Emigração em massa é o assunto número e rejeição aos políticos convencionais é o número 2 numa campanha que tem candidato viável de extrema-direita

Por Vilma Gryzinski Atualizado em 30 jul 2020, 20h33 - Publicado em 21 fev 2018, 14h44

As semelhanças com o Brasil são evidentes, mas não devem ser exageradas. A Itália tem um sistema parlamentarista com partidos múltiplos e a eleição do próximo 4 de março tende, segundo aquelas pesquisas em que ninguém acredita mais, a produzir um resultado embolado.

O desgosto com a política de sempre é tanto que o candidato outsider, Luigi Di Maio, do Movimento Cinco Estrelas, já parece uma cara velha – embora tenha a maior preferência individual, com 28% dos votos.

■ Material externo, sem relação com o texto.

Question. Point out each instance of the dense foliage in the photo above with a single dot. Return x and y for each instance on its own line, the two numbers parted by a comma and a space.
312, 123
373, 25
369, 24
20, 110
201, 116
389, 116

A cara nova não tem grande novidade, exceto por ter saído do nicho da extrema-direita. É Matteo Salvini, da Liga do Norte.

O partido, criado como uma força política separatista com a plataforma de rachar a Itália do norte da Itália do sul, foi propulsionado pelo choque social e demográfico que a entrada em massa de africanos provocou no país.

Tornou-se um partido de apelo nacional, aliado a Silvio Berlusconi, o condenado de 81 anos que só pode participar do governo com um avatar. O que não o impede de fazer campanha com um tema que sempre foi seu.

Lembrete: Berlusconi foi condenado a três anos de prisão por corrupção, mas o crime já estava prescrito. A condenação que vale é a de sete anos, em serviços comunitários por causa da idade, por pagar para fazer sexo com uma prostituta de 17 anos, conhecida como Ruby Rouba Corações.

Replicado no gestual e do linguajar sem freios por um certo empresário americano com ambições políticas, Berlusconi quer recuperar o território local e o espaço mundial perdido para Donald Trump.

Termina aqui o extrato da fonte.